The need for convenient, caring, and cost-free accommodations increases every year. UVA Hospital’s ranking of 30th for Neonatology on the US News and World Report for 2017 reinforces that UVA Children’s Hospital is no longer simply serving our local community, they are serving the state and with that comes more pressure for patient housing. In 2015, 3,700 families living 2-5 hours from UVA Children’s Hospital sought treatment here. In 2016, that number increased to 4,100 families. 2017 promises to exceed that number. In the last year alone, UVA’s NICU volume has increased 25%, with the average daily census rising from 38 to 48 patients.
UVA Children’s Hospital is also actively growing several of its pediatric programs, which further increases the need for more patient and family housing. Two of these programs are the solid organ pediatric liver and heart transplant programs. In 2016, UVA conducted one liver and five heart transplants. In 2017, they have already conducted five liver and eight heart transplants. Last year, UVA conducted 5% of the pediatric heart and liver transplants in the country. New partnerships with the Children’s Hospital of Pittsburgh of UPMC and the Children’s Hospital of the King’s Daughters promise to grow the number of families seeking treatment here even further, with some pediatric patients who would have formerly gone to other hospitals being funneled to UVA Children’s Hospital instead.

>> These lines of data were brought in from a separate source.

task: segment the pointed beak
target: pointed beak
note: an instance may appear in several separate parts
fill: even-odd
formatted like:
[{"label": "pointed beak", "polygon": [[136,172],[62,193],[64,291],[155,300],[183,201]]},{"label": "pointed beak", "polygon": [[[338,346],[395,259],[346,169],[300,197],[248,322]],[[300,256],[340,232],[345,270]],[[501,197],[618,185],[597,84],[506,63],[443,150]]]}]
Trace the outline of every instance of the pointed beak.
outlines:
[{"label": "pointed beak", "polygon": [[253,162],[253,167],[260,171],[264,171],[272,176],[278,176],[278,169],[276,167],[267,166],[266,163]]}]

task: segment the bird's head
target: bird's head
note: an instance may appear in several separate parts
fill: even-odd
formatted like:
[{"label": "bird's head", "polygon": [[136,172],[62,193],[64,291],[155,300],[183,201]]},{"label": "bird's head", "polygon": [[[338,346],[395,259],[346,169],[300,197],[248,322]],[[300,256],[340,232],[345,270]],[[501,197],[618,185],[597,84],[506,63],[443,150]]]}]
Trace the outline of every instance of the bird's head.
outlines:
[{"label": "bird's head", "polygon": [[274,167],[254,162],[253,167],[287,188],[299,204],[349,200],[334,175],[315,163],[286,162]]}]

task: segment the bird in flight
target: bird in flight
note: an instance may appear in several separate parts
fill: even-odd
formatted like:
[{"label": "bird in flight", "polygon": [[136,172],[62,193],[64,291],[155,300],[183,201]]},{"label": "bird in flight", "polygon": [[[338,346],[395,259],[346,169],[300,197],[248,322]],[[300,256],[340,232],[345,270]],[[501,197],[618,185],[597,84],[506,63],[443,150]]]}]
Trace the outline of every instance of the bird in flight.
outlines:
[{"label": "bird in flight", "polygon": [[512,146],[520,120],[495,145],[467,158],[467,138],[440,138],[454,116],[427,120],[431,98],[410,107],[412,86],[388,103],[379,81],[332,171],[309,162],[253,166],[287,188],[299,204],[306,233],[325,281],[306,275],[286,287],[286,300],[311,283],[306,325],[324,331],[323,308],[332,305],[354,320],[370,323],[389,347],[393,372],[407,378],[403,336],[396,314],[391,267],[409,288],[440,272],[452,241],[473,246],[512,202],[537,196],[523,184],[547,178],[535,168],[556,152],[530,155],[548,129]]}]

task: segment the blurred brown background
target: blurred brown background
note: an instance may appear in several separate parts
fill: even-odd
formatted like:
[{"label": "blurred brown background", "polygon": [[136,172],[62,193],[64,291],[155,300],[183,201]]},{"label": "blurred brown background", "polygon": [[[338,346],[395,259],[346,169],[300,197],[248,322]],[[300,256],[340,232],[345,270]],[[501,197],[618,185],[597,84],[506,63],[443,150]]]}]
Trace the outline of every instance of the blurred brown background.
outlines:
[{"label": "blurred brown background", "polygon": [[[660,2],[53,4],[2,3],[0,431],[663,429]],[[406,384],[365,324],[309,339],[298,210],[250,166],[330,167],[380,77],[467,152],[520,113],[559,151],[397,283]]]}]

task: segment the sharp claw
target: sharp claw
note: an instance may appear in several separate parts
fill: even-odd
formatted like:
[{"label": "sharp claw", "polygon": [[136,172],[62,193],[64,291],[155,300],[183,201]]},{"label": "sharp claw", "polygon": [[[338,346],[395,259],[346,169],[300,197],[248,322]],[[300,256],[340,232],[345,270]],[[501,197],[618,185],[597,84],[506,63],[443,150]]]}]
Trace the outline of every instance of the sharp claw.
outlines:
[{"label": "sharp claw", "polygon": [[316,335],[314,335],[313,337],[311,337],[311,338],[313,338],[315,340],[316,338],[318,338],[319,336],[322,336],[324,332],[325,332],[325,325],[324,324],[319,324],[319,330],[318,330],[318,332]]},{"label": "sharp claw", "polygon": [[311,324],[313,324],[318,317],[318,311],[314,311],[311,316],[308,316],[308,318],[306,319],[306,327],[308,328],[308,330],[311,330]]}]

UVA Children’s Hospital is also developing a cutting edge immunotherapy treatment protocol for pediatric cancers and will be opening a remodeled bone marrow transplant unit this month that will begin taking new patients in early 2018.
The expansion of UVA Children’s Hospital’s programs and partnerships means that more life-saving treatments are available to children. LilyPads wants to ensure that when these children and their families seek this care in our community that they also have a comfortable, healing, and emotionally supportive environment in which to stay.